In fact, the Court emphasizes an essential element; The AEAT acted in accordance with the bankruptcy regime, without executing or imposing seizures, but going to the bankruptcy court to request recognition of the credit. The conduct was, therefore, irreproachable from the perspective of the principle of universality. The surcharge, not being an act of execution, is fully enforceable.
The core of the ratio decidendi It can be summarized in the following categorical statement from the ruling:
“The prohibition against initiating administrative enforcement proceedings to claim a tax credit against the estate, from the opening of the insolvency proceedings (except for approval of an agreement and during the compliance phase), does not prevent tax credits against the estate generated after the declaration of insolvency from generating late payment interest and surcharges, which are also considered credits against the estate.”
With this doctrine, the First Chamber restores the internal coherence of the system.
Effect of this Judgment and practical relevance: full recognition of the credit.

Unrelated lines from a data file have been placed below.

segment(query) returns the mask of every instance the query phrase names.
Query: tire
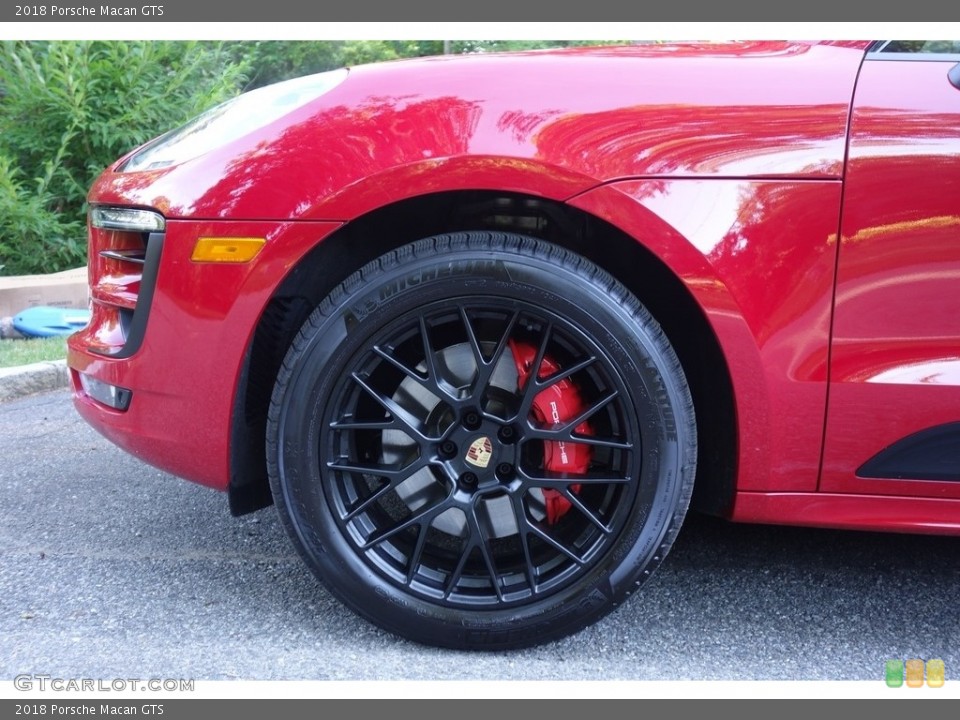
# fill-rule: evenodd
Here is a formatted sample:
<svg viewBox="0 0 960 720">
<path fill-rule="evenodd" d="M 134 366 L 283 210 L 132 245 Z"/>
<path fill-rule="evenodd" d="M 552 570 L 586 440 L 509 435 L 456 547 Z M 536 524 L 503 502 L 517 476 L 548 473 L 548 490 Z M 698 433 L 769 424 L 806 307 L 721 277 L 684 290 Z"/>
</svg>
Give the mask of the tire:
<svg viewBox="0 0 960 720">
<path fill-rule="evenodd" d="M 387 253 L 320 304 L 267 455 L 287 532 L 342 602 L 420 643 L 506 649 L 580 630 L 649 577 L 696 430 L 680 362 L 622 285 L 471 232 Z"/>
</svg>

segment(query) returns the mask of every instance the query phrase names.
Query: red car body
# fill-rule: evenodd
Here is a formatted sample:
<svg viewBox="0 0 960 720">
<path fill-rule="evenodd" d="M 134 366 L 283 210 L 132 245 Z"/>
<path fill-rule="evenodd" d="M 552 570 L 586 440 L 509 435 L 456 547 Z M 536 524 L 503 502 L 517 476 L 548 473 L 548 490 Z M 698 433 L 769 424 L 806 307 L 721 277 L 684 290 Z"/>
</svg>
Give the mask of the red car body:
<svg viewBox="0 0 960 720">
<path fill-rule="evenodd" d="M 276 307 L 407 241 L 503 227 L 589 258 L 663 326 L 697 411 L 695 506 L 960 533 L 958 60 L 748 42 L 353 68 L 196 157 L 104 172 L 91 205 L 155 211 L 165 237 L 130 348 L 144 266 L 101 255 L 129 233 L 91 227 L 76 406 L 235 512 L 260 507 L 296 330 Z M 198 262 L 200 238 L 265 242 Z M 127 409 L 81 374 L 129 390 Z"/>
</svg>

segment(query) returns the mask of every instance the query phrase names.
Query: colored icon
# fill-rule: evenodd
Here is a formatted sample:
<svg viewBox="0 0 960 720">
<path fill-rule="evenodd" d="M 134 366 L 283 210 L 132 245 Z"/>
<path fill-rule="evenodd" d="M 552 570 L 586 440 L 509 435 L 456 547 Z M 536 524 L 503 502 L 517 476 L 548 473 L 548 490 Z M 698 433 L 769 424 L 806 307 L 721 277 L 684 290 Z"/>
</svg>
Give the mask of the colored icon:
<svg viewBox="0 0 960 720">
<path fill-rule="evenodd" d="M 923 687 L 923 660 L 907 660 L 907 687 Z"/>
<path fill-rule="evenodd" d="M 887 660 L 886 671 L 887 687 L 903 685 L 903 660 Z"/>
</svg>

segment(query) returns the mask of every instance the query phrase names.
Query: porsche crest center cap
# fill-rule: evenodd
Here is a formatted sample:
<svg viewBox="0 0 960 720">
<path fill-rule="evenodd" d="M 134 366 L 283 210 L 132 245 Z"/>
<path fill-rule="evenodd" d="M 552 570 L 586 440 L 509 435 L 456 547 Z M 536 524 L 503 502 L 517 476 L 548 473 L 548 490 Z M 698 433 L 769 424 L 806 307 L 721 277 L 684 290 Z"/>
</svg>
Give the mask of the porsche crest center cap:
<svg viewBox="0 0 960 720">
<path fill-rule="evenodd" d="M 493 444 L 488 437 L 478 437 L 467 448 L 465 460 L 478 468 L 485 468 L 493 457 Z"/>
</svg>

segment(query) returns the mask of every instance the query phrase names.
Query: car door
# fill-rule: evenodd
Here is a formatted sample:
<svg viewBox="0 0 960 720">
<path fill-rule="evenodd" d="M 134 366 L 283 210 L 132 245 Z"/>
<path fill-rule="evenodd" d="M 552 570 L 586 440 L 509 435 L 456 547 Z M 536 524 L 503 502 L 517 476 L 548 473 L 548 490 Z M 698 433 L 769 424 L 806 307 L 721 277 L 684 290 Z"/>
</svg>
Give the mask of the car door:
<svg viewBox="0 0 960 720">
<path fill-rule="evenodd" d="M 960 498 L 960 42 L 872 46 L 849 137 L 820 490 Z"/>
</svg>

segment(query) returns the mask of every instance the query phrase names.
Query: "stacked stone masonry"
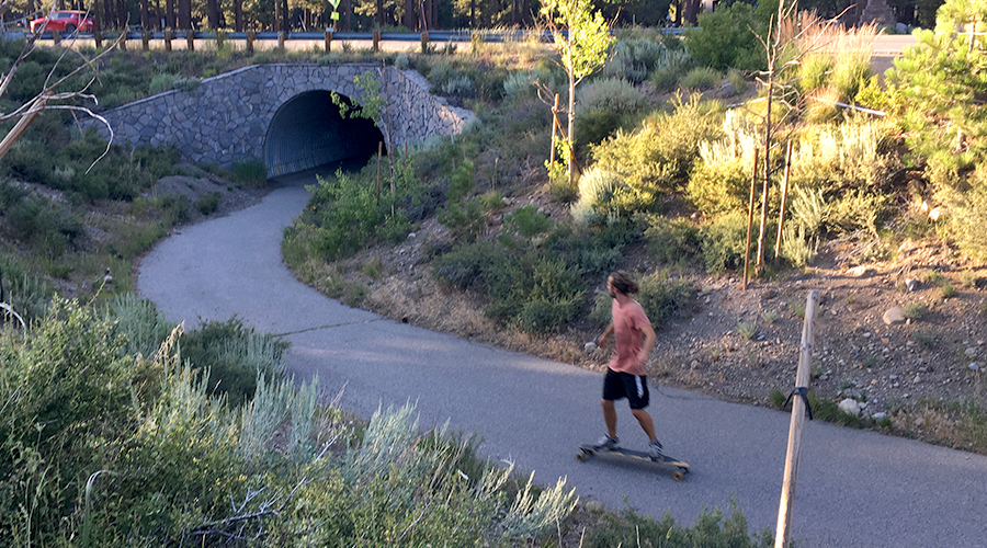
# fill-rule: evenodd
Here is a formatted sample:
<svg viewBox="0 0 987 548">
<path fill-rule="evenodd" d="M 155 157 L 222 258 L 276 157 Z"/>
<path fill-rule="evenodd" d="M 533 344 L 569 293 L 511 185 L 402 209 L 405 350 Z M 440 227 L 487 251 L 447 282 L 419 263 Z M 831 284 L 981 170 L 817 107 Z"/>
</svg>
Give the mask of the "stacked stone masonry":
<svg viewBox="0 0 987 548">
<path fill-rule="evenodd" d="M 254 65 L 202 81 L 193 90 L 172 90 L 107 111 L 114 142 L 136 146 L 174 145 L 183 157 L 229 167 L 262 160 L 264 137 L 275 113 L 306 91 L 334 91 L 360 101 L 354 78 L 379 75 L 379 65 Z M 379 76 L 378 76 L 379 78 Z M 429 93 L 417 73 L 386 69 L 394 146 L 404 147 L 433 135 L 463 130 L 468 111 L 454 109 Z M 384 127 L 384 122 L 377 123 Z M 90 119 L 109 138 L 106 126 Z"/>
</svg>

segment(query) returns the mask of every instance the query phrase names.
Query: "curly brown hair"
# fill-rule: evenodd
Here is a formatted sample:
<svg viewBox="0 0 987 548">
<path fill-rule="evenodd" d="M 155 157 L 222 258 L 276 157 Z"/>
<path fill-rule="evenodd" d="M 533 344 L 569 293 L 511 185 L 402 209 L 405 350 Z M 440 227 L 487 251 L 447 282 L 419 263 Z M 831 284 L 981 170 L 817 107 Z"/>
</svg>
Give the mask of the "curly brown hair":
<svg viewBox="0 0 987 548">
<path fill-rule="evenodd" d="M 611 272 L 610 281 L 613 284 L 613 288 L 624 295 L 633 295 L 639 289 L 637 282 L 625 271 Z"/>
</svg>

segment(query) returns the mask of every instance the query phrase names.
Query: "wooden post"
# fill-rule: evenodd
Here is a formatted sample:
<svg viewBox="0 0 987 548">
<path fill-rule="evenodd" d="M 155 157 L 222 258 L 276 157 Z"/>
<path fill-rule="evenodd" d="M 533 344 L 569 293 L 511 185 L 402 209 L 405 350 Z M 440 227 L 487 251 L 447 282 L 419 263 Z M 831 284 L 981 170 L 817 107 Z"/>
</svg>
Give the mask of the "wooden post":
<svg viewBox="0 0 987 548">
<path fill-rule="evenodd" d="M 377 142 L 377 205 L 381 205 L 381 162 L 384 157 L 384 141 Z"/>
<path fill-rule="evenodd" d="M 798 372 L 795 374 L 795 389 L 808 390 L 813 368 L 813 320 L 819 293 L 813 289 L 805 299 L 805 321 L 802 324 L 802 352 L 798 354 Z M 792 423 L 789 426 L 789 450 L 785 454 L 785 477 L 782 483 L 781 503 L 778 507 L 778 528 L 774 533 L 774 548 L 786 548 L 792 536 L 792 503 L 795 499 L 795 479 L 798 476 L 798 456 L 802 452 L 802 431 L 805 425 L 805 401 L 799 396 L 792 397 Z"/>
<path fill-rule="evenodd" d="M 558 132 L 558 93 L 552 107 L 552 140 L 548 142 L 548 165 L 555 165 L 555 134 Z"/>
<path fill-rule="evenodd" d="M 782 178 L 782 203 L 781 213 L 778 214 L 778 238 L 774 239 L 774 260 L 781 255 L 781 239 L 785 227 L 785 206 L 789 204 L 789 173 L 792 170 L 792 141 L 790 140 L 785 149 L 785 176 Z"/>
<path fill-rule="evenodd" d="M 771 151 L 764 152 L 765 157 L 771 156 Z M 755 274 L 761 277 L 761 266 L 764 265 L 764 235 L 768 232 L 768 183 L 770 182 L 769 162 L 764 158 L 764 181 L 761 191 L 761 225 L 758 227 L 758 260 L 755 263 Z"/>
<path fill-rule="evenodd" d="M 758 187 L 758 149 L 755 149 L 753 173 L 750 175 L 750 201 L 747 206 L 747 243 L 744 246 L 744 284 L 741 289 L 747 290 L 747 273 L 750 271 L 750 233 L 753 227 L 753 195 Z"/>
</svg>

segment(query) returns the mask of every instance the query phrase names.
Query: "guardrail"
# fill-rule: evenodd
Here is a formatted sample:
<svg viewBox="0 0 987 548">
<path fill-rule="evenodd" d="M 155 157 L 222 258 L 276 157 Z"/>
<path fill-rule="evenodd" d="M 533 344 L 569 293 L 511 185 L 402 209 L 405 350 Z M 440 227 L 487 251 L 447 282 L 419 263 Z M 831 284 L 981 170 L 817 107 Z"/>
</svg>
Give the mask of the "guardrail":
<svg viewBox="0 0 987 548">
<path fill-rule="evenodd" d="M 656 27 L 661 34 L 682 34 L 679 27 Z M 611 34 L 619 31 L 612 30 Z M 56 33 L 46 32 L 41 36 L 44 41 L 61 42 L 72 37 L 83 39 L 98 39 L 113 42 L 121 35 L 121 32 L 107 31 L 103 33 Z M 435 43 L 468 43 L 474 41 L 474 36 L 484 43 L 510 43 L 510 42 L 527 42 L 537 39 L 538 42 L 552 42 L 551 31 L 429 31 L 423 33 L 353 33 L 353 32 L 332 32 L 326 30 L 324 32 L 225 32 L 225 31 L 155 31 L 155 32 L 127 32 L 126 39 L 229 39 L 229 41 L 366 41 L 366 42 L 435 42 Z M 26 31 L 5 31 L 2 33 L 4 39 L 26 38 L 30 35 Z M 57 35 L 57 37 L 56 37 Z M 565 31 L 563 31 L 565 35 Z M 327 38 L 328 36 L 328 38 Z"/>
</svg>

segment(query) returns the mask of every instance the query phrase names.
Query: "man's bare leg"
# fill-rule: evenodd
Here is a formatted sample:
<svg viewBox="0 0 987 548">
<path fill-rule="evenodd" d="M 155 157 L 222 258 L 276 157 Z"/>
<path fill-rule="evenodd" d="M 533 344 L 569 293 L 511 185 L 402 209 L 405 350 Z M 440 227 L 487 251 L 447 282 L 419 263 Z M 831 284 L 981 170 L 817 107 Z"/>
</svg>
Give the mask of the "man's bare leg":
<svg viewBox="0 0 987 548">
<path fill-rule="evenodd" d="M 616 439 L 616 408 L 613 400 L 600 400 L 603 406 L 603 422 L 606 423 L 606 433 Z"/>
<path fill-rule="evenodd" d="M 613 407 L 613 402 L 611 403 L 611 408 Z M 640 424 L 640 427 L 645 431 L 645 434 L 648 435 L 648 439 L 654 442 L 658 439 L 655 437 L 655 423 L 651 421 L 651 415 L 648 414 L 644 409 L 632 409 L 631 413 L 634 414 L 634 418 L 637 419 L 637 422 Z M 605 414 L 605 413 L 604 413 Z M 614 415 L 614 422 L 616 422 L 616 416 Z"/>
</svg>

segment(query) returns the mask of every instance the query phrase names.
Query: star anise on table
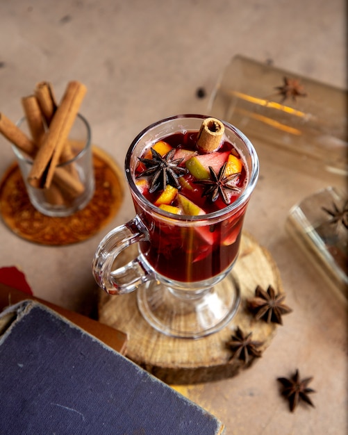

The natural consequence of this reasoning is the acceptance of the appeal in cassation and, with it, the appeal on points of law: The Supreme Court declares the recognition of the surcharge within the credit against the estate to be appropriate and orders its payment. It is a clean resolution, without stridency and with an evident vocation for doctrinal unification.
The implications of the ruling are immediate and profound for all operators of the system.
For the AEAT, this represents a decisive reinforcement of legal certainty. In a context of increasing insolvency activity —especially after the entry into force of Law 16/2022 and the explosion of insolvency proceedings of individuals reflected in our internal statistics— it is essential that the public credit regime does not depend on isolated or restrictive interpretations of specific courts. With this ruling, a uniform framework is consolidated. All tax credits generated during the bankruptcy proceedings accrue interest and surcharges, and both are credits against the estate.
For insolvency administrators, the ruling requires a review of internal criteria that had led, in some cases, to the rejection of surcharges based exclusively on the doctrine of the prohibition of enforcement. The Supreme Court clarifies that this interpretation was incorrect and that surcharges should be incorporated into the list of claims against the estate naturally, just like late payment interest.
And for the defendants —both individuals and legal entities— the ruling has a clear educational value. Public debt arising after the declaration of bankruptcy maintains its legal structure intact, and compliance with deadlines is enforceable under the same consequences as in a normal situation. The bankruptcy proceedings are not a parenthesis where the legal effects of non-payment are neutralized.
In short, this is a ruling that brings serenity to the system. The decision of the First Chamber ultimately carries out an elegant and necessary exercise in legal technique. At a time of increasing complexity in the insolvency system, with a rising volume of insolvency proceedings and a growing diversity of operators, it was essential to reaffirm a uniform criterion that would guarantee predictability and security for all participants.
The ruling does not create a new rule. Simply remember, clearly, what the correct legal structure has always been. And it does so with the serenity that comes from decisions that are meant to last.